Comecei a leitura do novo livro de Dalrymple publicado no Brasil, e, ao que tudo parece, é outra bordoada na sociedade pós-moderna e francamente decadente do libertarianismo e relativismo.

Já no primeiro ensaio, cujo título é "A frivolidade do mal", o autor, com sua costumeira clareza, precisão, e acuidade da realidade, desenrola o novelo que levou a Grã-Bretanha à indigência moral, ética, e ao consequente aumento da criminalidade, da irresponsabilidade, e dos "prazeres" desregrados, sob os auspícios do Estado (o grande pai ou mãe, como queiram), causando o colapso social e o rebaixamento do homem aos níveis mais abissais de infelicidade e delírio, culminando com lares desfeitos, casamentos múltiplos, filhos abandonados, mulheres espancadas, roubos, furtos, assassinatos, drogas, insegurança, e um sem número de tragédias e enfermidades dentro de casa, mas estendidas para as ruas, escolas, e praticamente todos os locais públicos. Todos se tornam reféns do mal, e a solução apontada estaria na volta à alta cultura e aos valores tradicionais (leia-se tradição judaico/cristã). Sem eles, a baderna e o caos apenas se perpetuarão, atingindo níveis inimagináveis e insustentáveis ao convívio social.
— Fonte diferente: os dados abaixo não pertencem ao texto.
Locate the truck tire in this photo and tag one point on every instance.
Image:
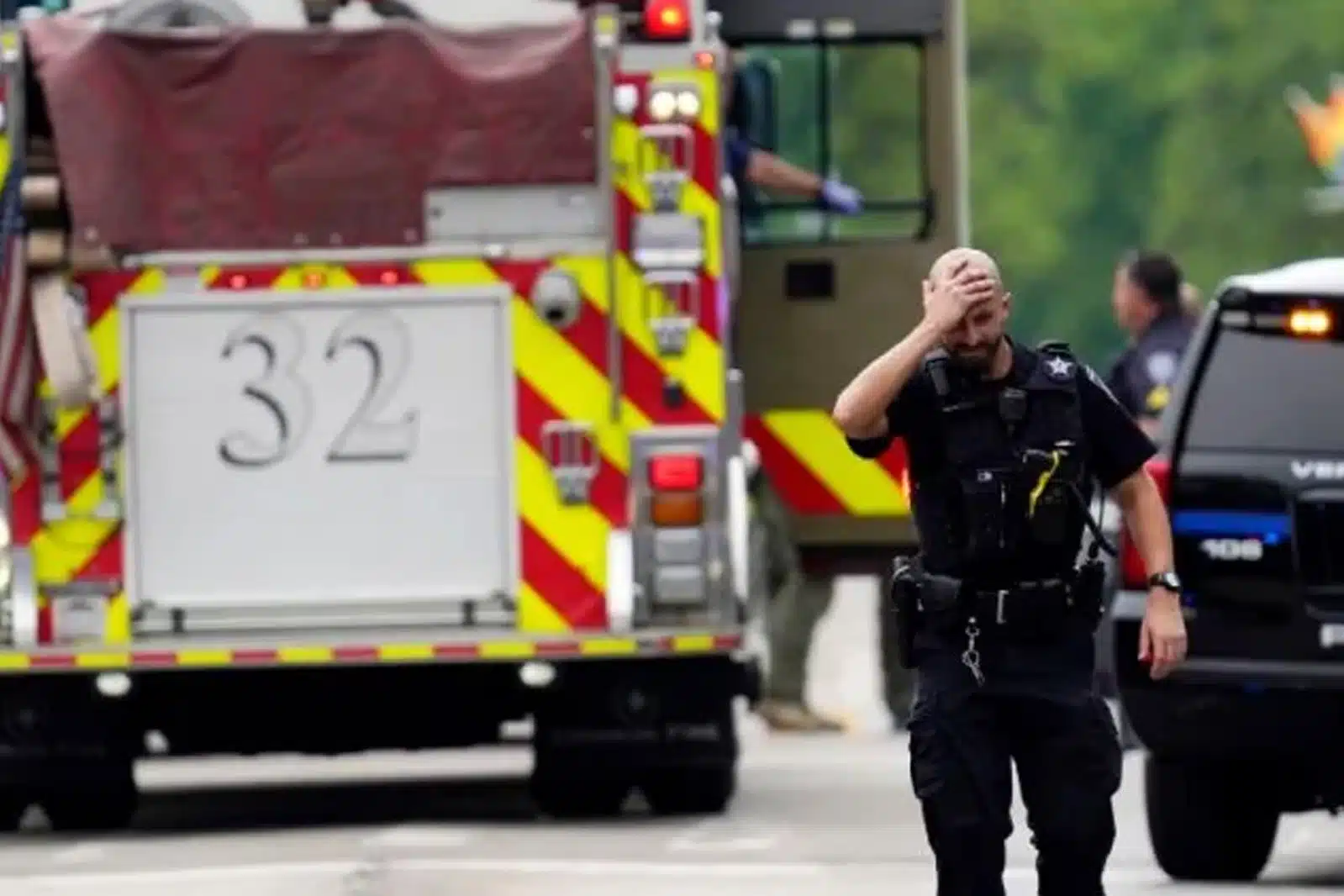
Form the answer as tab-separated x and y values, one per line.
691	790
1209	821
103	798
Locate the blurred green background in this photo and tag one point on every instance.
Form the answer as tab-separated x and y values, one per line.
1095	128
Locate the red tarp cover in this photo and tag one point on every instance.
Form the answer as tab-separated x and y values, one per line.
284	139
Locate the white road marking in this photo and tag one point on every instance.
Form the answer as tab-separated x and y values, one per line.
419	837
81	855
719	835
258	873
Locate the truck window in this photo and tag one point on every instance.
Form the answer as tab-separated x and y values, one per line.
1269	391
851	112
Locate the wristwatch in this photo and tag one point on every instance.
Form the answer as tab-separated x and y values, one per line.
1164	581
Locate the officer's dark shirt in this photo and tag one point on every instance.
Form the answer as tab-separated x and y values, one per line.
1142	375
1115	449
738	150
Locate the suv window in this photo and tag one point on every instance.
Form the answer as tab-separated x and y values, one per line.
1269	391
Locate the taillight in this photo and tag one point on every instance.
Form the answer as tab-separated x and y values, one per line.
677	472
1133	574
667	19
677	482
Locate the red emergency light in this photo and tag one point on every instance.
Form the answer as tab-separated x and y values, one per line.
667	19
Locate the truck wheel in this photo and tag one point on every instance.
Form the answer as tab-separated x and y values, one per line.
691	790
103	799
1209	821
563	792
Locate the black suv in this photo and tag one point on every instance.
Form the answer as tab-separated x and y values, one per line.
1253	469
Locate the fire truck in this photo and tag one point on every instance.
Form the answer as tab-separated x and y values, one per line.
368	388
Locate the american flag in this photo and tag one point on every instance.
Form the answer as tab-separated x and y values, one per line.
19	364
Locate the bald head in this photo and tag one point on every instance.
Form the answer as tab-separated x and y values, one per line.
955	260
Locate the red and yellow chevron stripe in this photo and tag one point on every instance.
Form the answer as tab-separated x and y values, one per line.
814	472
372	655
559	375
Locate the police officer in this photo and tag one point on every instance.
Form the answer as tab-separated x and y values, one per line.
1146	298
798	599
1004	442
796	603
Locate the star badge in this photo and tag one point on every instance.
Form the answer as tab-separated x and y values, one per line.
1059	368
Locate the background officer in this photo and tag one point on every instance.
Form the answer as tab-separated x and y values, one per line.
1004	442
798	601
1146	298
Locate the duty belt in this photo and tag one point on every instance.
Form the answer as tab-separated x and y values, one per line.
1023	602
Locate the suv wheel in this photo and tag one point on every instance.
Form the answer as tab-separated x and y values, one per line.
1207	822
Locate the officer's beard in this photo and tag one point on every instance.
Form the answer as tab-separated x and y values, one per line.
975	359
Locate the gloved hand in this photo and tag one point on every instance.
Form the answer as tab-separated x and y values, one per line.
841	198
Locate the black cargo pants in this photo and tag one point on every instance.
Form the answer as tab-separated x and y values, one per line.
964	741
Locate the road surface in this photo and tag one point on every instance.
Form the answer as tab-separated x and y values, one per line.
814	814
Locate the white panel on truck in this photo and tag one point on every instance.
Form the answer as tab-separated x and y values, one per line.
319	448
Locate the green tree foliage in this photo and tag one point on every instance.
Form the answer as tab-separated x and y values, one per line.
1104	125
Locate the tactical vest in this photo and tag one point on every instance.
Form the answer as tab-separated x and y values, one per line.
1009	501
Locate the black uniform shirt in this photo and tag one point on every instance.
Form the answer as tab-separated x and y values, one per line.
1115	446
1141	377
1115	451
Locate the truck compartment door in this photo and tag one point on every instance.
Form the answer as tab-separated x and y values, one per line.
320	449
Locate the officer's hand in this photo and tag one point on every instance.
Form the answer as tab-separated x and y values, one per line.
841	198
1162	638
948	303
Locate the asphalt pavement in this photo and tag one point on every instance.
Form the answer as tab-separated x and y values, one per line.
816	813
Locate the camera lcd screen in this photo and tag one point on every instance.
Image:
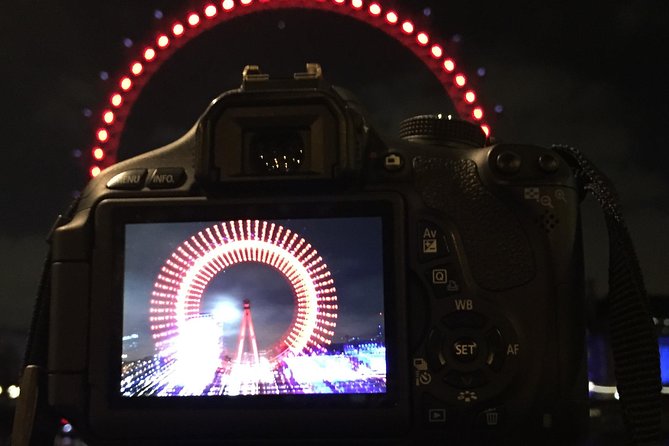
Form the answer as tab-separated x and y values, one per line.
253	307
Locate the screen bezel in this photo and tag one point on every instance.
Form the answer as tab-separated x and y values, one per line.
109	408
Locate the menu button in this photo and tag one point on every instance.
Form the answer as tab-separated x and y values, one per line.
129	180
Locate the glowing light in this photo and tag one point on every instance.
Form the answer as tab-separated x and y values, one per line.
179	285
193	19
103	135
13	392
125	84
210	11
178	29
136	68
364	10
116	100
163	41
108	116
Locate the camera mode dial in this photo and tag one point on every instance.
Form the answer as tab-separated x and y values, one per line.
443	130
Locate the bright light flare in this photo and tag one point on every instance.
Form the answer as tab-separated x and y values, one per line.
116	100
163	41
178	29
108	117
13	392
136	68
210	11
392	17
193	20
102	135
125	84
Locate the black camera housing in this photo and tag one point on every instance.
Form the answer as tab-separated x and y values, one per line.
482	274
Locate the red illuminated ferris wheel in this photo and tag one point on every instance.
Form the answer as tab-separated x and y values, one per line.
128	85
178	289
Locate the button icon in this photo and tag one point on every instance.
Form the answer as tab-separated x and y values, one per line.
430	246
436	415
440	276
432	241
465	350
467	396
392	162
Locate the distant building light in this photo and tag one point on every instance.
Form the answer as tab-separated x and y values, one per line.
13	392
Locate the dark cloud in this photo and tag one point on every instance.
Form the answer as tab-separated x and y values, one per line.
568	72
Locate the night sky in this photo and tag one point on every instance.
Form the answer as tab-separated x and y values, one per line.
588	74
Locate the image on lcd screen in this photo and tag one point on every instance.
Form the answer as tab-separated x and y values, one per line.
253	307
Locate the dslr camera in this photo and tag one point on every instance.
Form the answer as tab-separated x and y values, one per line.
283	275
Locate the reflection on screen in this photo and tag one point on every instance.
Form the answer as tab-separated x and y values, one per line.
253	307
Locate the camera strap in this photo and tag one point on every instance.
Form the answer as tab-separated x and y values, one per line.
632	335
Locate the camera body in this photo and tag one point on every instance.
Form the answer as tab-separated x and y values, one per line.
280	275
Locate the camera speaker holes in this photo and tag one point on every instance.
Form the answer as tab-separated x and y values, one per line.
547	221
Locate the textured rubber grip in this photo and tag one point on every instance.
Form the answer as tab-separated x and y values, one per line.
498	251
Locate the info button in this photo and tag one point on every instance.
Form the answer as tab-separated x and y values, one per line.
167	178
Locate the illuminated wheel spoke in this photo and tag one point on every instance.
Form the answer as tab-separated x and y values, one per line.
178	289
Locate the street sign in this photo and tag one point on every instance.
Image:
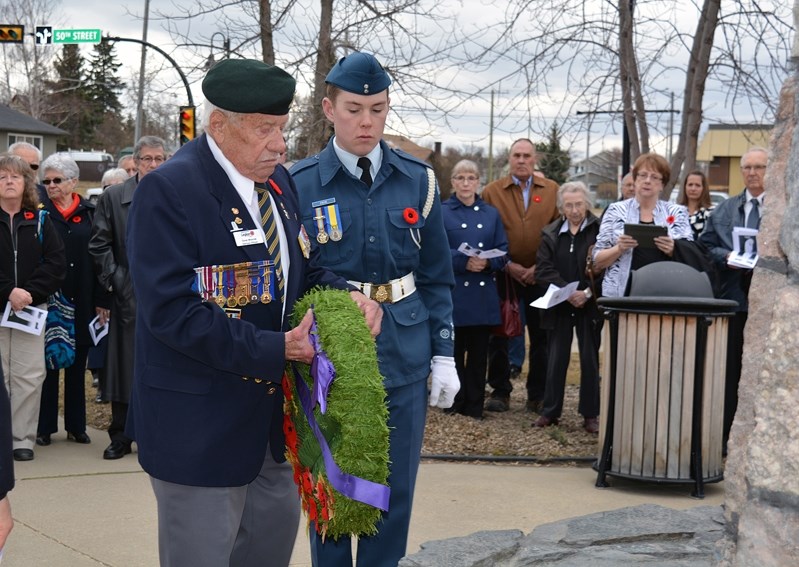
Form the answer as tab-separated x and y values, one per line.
44	35
77	36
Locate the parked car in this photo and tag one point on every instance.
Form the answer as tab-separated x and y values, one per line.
716	197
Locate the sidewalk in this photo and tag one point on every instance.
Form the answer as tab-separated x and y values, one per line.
73	509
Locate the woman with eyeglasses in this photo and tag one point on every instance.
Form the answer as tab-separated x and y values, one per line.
475	301
72	216
32	267
620	253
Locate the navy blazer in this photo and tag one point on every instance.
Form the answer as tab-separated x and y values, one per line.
197	413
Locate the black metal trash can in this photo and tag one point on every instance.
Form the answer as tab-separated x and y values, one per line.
663	398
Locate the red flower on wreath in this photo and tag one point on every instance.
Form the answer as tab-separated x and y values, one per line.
410	215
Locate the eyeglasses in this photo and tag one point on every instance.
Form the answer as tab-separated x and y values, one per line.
55	180
150	159
652	176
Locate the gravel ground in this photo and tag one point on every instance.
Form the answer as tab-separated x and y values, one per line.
503	434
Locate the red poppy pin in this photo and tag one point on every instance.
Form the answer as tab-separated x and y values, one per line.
410	215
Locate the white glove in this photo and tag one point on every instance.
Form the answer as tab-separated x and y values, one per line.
445	383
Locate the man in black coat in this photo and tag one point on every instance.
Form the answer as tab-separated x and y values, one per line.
108	250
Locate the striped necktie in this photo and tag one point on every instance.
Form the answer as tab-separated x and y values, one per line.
272	239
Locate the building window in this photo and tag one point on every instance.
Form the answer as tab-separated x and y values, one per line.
35	140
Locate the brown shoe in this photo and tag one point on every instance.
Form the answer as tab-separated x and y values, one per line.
591	424
545	421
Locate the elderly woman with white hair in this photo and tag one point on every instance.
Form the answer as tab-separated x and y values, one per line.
72	216
561	260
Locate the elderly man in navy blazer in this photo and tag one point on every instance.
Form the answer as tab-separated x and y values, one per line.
218	257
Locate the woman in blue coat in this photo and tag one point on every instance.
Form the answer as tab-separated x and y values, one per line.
470	220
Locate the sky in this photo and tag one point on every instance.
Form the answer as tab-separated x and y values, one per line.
468	128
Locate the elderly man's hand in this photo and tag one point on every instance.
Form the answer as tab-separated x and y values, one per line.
298	346
371	310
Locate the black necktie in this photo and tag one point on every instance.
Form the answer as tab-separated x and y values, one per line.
270	233
754	215
366	175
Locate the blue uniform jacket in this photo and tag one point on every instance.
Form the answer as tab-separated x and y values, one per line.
378	246
475	300
196	419
717	238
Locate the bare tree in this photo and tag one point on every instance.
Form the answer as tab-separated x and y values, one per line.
623	57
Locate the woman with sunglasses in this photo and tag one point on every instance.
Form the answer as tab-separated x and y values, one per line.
620	253
32	267
72	216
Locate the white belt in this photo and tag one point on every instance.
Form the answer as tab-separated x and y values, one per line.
389	292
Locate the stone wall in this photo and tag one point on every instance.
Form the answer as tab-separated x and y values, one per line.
762	469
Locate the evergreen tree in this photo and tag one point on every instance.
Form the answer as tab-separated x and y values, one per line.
553	161
68	99
103	88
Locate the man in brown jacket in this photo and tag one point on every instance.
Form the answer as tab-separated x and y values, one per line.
526	204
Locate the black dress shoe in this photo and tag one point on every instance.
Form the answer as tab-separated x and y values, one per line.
81	438
23	454
116	450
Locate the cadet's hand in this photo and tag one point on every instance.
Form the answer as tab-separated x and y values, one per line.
371	310
445	383
298	347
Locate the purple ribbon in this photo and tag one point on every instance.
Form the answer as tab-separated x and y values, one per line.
322	370
372	493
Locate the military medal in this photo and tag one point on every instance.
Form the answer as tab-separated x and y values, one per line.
321	234
333	216
266	281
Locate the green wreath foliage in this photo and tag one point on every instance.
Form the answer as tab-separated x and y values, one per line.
355	424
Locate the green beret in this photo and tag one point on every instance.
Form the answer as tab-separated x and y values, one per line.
359	73
249	86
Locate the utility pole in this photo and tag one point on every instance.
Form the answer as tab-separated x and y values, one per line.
490	176
140	95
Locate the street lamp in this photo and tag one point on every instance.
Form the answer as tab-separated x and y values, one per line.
225	45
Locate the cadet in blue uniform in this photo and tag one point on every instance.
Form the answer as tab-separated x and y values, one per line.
374	213
218	257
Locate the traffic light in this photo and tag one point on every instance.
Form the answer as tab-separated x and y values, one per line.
11	34
187	124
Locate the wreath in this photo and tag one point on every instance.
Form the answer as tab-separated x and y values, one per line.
335	420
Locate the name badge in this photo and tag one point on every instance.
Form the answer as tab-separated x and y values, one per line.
248	237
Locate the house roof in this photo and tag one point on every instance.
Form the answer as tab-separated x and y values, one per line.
404	144
728	140
15	121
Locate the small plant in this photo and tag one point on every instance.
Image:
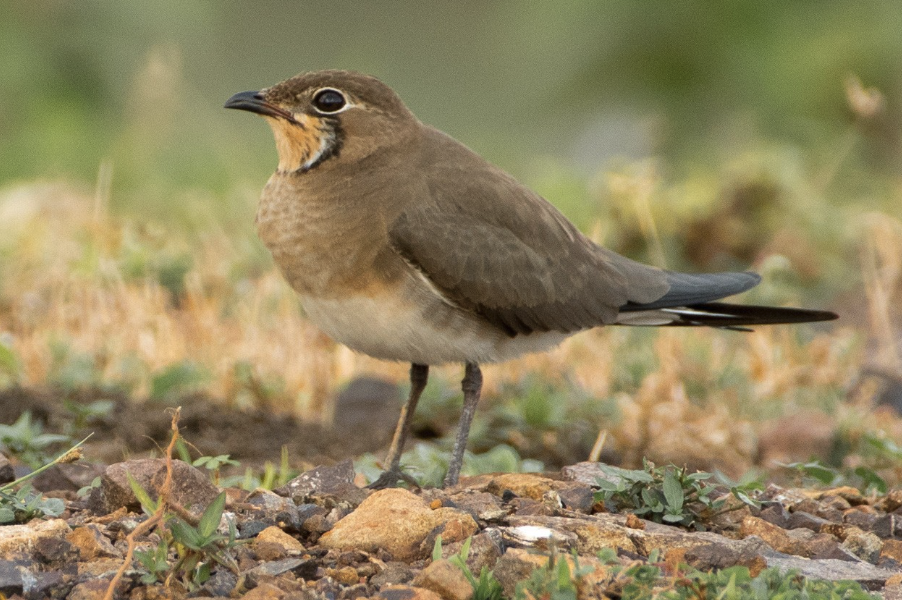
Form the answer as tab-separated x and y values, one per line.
19	502
555	580
26	440
83	414
197	549
668	494
213	464
85	491
25	504
177	380
486	587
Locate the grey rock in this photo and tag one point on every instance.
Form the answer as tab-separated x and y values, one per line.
776	515
863	544
804	520
481	505
52	584
190	487
579	498
869	576
67	477
54	551
394	573
724	553
319	480
220	584
587	473
11	578
275	510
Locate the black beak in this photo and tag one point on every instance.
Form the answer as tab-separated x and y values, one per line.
256	103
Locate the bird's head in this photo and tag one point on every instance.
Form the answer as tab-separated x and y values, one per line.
320	115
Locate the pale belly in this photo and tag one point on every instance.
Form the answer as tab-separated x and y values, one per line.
393	327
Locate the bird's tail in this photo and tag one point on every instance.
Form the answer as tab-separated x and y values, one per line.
723	316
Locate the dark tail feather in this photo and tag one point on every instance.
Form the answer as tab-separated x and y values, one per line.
739	316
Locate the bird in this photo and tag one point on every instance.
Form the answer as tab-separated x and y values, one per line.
405	245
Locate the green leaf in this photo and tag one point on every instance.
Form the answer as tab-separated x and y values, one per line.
7	515
673	491
148	504
437	549
209	521
186	535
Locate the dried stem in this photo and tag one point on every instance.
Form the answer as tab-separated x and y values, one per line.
158	515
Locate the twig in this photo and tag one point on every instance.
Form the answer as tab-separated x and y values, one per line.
158	515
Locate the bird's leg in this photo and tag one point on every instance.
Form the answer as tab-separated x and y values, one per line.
471	386
419	374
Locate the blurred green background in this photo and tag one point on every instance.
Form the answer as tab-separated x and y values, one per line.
554	92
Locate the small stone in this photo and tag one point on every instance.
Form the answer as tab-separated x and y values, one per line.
406	592
586	473
221	583
273	509
634	522
775	537
355	592
525	485
864	545
51	584
481	505
98	568
274	544
153	592
394	573
55	551
869	576
446	580
892	549
580	498
91	543
518	564
398	521
805	520
319	480
10	578
485	550
861	519
851	495
344	575
190	487
588	535
7	473
776	514
16	539
885	526
264	591
275	568
94	589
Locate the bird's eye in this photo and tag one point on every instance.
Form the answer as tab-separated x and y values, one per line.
329	100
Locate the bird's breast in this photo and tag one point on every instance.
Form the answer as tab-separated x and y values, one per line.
325	247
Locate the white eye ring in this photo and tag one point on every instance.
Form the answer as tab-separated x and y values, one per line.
330	101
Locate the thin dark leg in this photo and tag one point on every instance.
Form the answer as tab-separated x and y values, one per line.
472	386
419	374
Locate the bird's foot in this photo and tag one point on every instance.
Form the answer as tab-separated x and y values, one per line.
392	478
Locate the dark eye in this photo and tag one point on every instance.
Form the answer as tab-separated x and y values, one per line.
329	100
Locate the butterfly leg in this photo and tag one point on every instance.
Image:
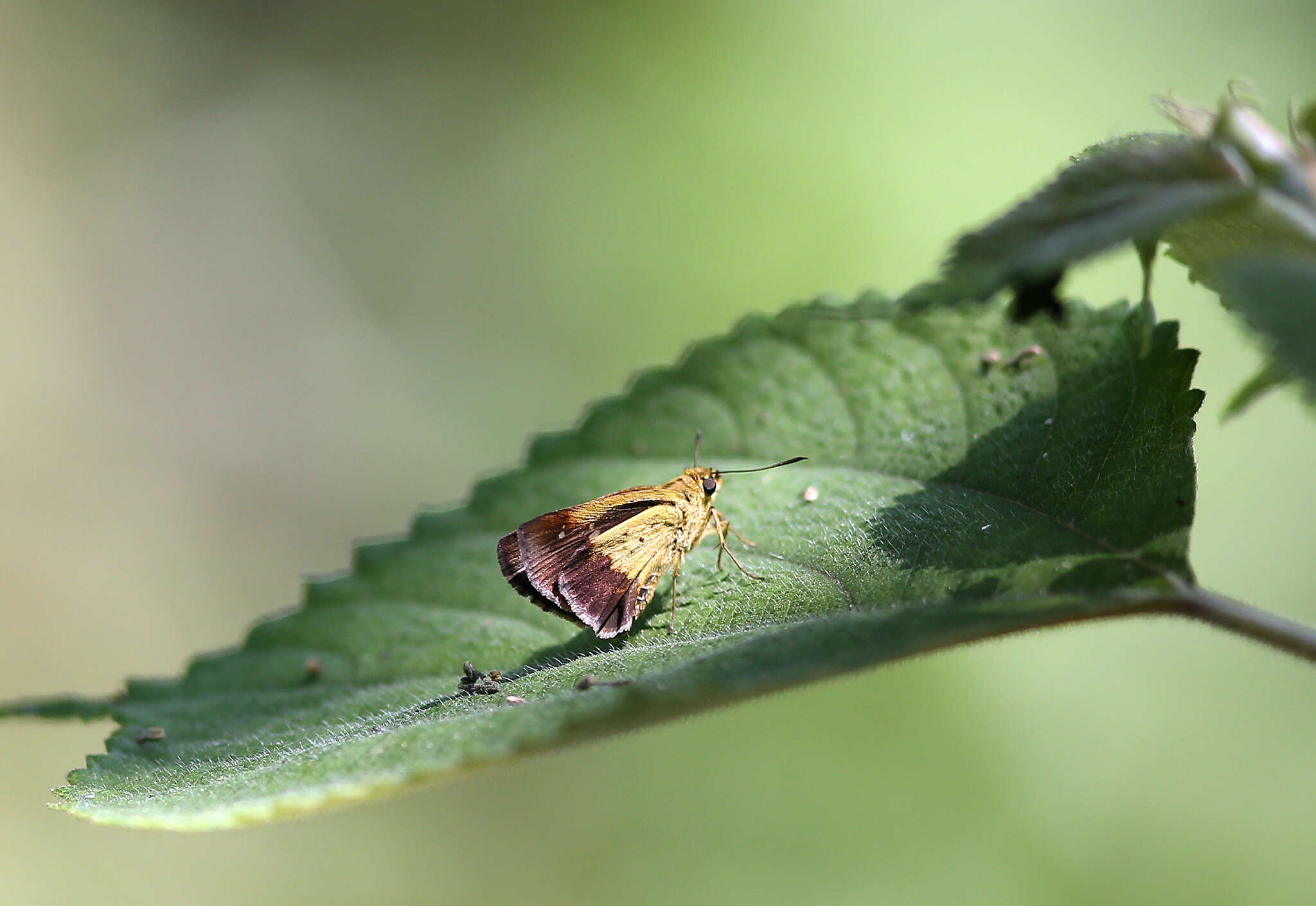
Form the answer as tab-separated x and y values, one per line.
723	526
675	572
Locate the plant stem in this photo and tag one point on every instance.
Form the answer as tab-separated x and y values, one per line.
1247	621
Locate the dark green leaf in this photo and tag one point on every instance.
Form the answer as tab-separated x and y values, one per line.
954	501
1131	189
1278	298
1270	375
1268	228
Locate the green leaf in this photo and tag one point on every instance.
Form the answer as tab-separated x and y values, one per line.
1273	227
1130	189
953	502
1278	299
1270	375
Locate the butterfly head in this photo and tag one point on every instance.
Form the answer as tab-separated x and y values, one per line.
708	480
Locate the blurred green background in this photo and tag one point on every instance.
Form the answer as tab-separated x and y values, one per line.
277	273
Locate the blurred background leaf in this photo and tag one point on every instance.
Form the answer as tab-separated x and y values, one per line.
280	273
949	503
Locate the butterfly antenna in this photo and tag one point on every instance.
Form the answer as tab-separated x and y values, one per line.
783	463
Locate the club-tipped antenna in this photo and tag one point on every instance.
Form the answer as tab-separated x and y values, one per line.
783	463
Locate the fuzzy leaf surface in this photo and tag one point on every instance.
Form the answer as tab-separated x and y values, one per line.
953	502
1130	189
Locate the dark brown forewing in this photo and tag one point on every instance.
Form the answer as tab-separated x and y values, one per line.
513	571
606	598
551	542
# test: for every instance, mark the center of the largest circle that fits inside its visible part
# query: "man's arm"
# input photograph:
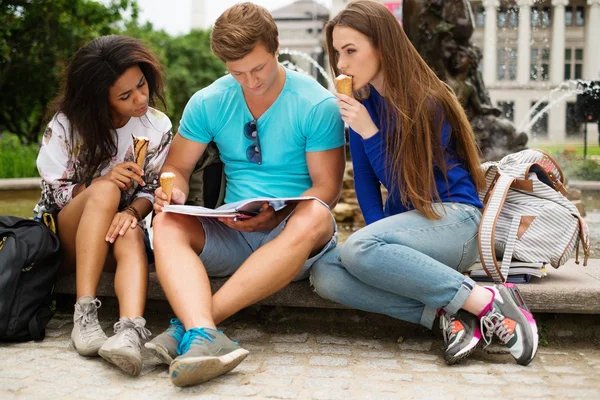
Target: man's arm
(182, 159)
(326, 169)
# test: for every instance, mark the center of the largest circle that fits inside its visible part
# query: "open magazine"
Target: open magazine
(239, 209)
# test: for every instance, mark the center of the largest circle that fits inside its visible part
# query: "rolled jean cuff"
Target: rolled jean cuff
(428, 317)
(461, 296)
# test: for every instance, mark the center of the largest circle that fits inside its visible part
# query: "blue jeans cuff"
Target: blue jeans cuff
(461, 296)
(428, 317)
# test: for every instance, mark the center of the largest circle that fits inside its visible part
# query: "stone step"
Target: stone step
(570, 289)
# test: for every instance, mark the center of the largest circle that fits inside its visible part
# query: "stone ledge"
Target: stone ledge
(572, 289)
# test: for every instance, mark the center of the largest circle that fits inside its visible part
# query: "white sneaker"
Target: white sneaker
(123, 349)
(87, 335)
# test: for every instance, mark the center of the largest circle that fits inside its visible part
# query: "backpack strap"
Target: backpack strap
(584, 240)
(487, 251)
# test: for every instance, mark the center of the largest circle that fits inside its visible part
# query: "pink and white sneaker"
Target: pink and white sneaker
(510, 320)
A conclusão, não de Dalrypmple mas minha, é de que esse ambiente é altamente favorável para a instalação de ditadura ou o totalitarismo de esquerda (comunismo). Pode ser que demore alguns anos ou décadas, mas não vejo outra "saída" diante do enfraquecimento cada vez maior do homem e seu declínio vertiginoso à imoralidade (o caos apenas hiperboliza essa mistura destrutiva).

A Bíblia ressalta uma doutrina verdadeira mas negligenciada e rejeitada pela maioria dos intelectuais, inclusive cristãos: a Depravação Total do Homem. E o que seria esse estado de coisas, presente não somente na atual Grã-Bretanha, mas em toda a Europa, EUA, e América Latina, que não seja algo inerente ao próprio homem, perdido em um mundo sem freios morais, e estimulado insistentemente pela "liberdade" humana de se autodestruir?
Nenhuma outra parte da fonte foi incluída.